Здесь вышла заминка. Вместо того чтобы вернуть кольцо с ключами туда, где оно находилось до ее появления, Марта остановилась. Секунду раздумывала, а затем отперла ящик и начала рыться в содержимом.

Что она там делала, Наташа не могла видеть. Однако действовала Марта спокойно и сосредоточенно, словно по заранее намеченному плану. Без всякой спешки. Задвинув ящик, она, очевидно, протерла полированную поверхность вокруг замочной скважины салфеткой, уничтожая отпечатки, скомкала ее и уронила под стол, но нагибаться за бумажным комочком не стала.

Затем пересекла кабинет, приоткрыла дверь, выглянула в коридор — и через секунду быстрые шажки пронеслись по коридору и заглохли на каменных ступенях лестницы. Дверь кабинета затворилась словно сама собой; все продолжалось не больше трех минут.

Наташа машинально потянулась за скомканной салфеткой, зажала в кулаке и, постанывая, выползла из-за стола. Разогнулась, немного постояла в раздумье, потирая ноющий висок, сунула бумажку в карман фартука и принялась за поиски второго «капитана».

«Арарат» нашелся сразу — будто давно стоял наготове и ждал ее.

Вниз она спускалась бегом. Нужно было срочно вытащить вино из морозильника. Прошло уже больше четверти часа с того момента, как Савелий Максимович отправил ее с поручением, и передохнуть ей так и не удалось.

Вытащив холодные как лед и неожиданно ставшие неподъемными бутылки, она отыскала в кухне плетеную корзинку, составила в нее вино и коньяк и направилась к выходу, даже не вспомнив о лимонах.

И только когда уже спускалась по ступеням к лужайке и водоему, ища взглядом и не находя Марту, ее вдруг охватило странное смешанное чувство. Будто она опять влипла во что-то очень серьезное.

Хотя пока еще было не ясно — во что.

2
Аккуратный садовый прудик, обложенный мшистыми каменными глыбами, пришелся Федорову по душе. Здесь было уютно. Можно было присесть на скамью и спокойно посмотреть на зеленоватую неподвижную гладь, покрытую листьями водных растений. У самого дна стоят тяжелые нездешние рыбы, которых видишь лишь изредка, а в сумерках включаются цветные фонарики подсветки и слышно, как журчит прозрачная вода, сбегая по двум каменным уступам в водоем.

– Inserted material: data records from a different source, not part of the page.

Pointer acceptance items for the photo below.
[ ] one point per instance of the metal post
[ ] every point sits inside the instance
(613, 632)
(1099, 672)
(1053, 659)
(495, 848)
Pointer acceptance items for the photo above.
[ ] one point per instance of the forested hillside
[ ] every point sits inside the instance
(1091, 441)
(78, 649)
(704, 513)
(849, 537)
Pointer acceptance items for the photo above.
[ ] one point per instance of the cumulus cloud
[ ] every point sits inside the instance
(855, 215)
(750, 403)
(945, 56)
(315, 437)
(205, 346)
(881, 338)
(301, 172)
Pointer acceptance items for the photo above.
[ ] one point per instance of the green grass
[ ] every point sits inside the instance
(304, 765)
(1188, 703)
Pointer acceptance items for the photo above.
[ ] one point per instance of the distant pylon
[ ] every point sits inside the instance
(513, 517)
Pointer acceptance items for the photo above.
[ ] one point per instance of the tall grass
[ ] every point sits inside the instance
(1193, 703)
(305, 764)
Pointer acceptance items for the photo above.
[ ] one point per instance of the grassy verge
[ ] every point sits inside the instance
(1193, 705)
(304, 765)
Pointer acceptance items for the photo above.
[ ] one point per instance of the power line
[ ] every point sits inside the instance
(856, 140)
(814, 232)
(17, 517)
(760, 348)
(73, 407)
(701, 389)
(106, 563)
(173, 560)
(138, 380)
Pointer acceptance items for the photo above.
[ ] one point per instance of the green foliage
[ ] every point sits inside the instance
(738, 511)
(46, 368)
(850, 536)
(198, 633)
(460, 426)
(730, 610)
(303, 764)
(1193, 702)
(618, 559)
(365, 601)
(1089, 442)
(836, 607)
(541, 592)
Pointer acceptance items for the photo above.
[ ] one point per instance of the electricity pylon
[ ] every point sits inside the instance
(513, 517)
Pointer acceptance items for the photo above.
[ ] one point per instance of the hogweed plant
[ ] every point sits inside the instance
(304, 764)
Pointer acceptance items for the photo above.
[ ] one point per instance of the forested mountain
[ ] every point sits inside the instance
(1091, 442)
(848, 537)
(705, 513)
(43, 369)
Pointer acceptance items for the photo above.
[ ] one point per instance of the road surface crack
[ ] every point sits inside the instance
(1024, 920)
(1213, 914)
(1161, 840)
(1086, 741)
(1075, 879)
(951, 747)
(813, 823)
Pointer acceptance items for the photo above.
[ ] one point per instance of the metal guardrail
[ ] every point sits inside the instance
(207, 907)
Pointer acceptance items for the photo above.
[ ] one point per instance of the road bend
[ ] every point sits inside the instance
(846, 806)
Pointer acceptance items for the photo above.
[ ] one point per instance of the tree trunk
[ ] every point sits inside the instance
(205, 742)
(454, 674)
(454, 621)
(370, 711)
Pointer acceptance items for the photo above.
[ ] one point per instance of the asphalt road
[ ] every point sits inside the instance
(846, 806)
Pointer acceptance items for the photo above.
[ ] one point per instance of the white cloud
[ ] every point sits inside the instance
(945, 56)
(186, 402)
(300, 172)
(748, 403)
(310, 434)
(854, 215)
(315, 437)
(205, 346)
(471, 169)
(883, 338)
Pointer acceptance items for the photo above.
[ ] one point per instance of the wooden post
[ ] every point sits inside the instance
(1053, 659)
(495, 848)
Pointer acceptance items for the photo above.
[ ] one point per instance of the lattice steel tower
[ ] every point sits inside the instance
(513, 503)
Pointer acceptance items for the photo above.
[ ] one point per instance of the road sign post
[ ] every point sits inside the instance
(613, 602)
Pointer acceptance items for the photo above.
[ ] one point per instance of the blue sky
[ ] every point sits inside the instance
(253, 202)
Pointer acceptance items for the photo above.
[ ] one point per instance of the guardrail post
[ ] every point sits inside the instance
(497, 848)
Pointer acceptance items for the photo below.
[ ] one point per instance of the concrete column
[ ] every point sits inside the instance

Устроить такое было не просто, однако Савелий Максимович не пожалел ни сил, ни средств.

Федоров рассчитывал хоть немного побыть в одиночестве, поэтому почувствовал легкую досаду, когда обнаружил возле водоема соседку Савелия и Инны, ту самую, которую они с Валентином исподтишка рассматривали и оценивали.

Поворачивать было поздно — получилось бы слишком демонстративно, поэтому он спросил разрешения присесть, устроился рядом и вытащил сигареты. Возможно, несколько суетливо, потому что смутился, как мальчишка.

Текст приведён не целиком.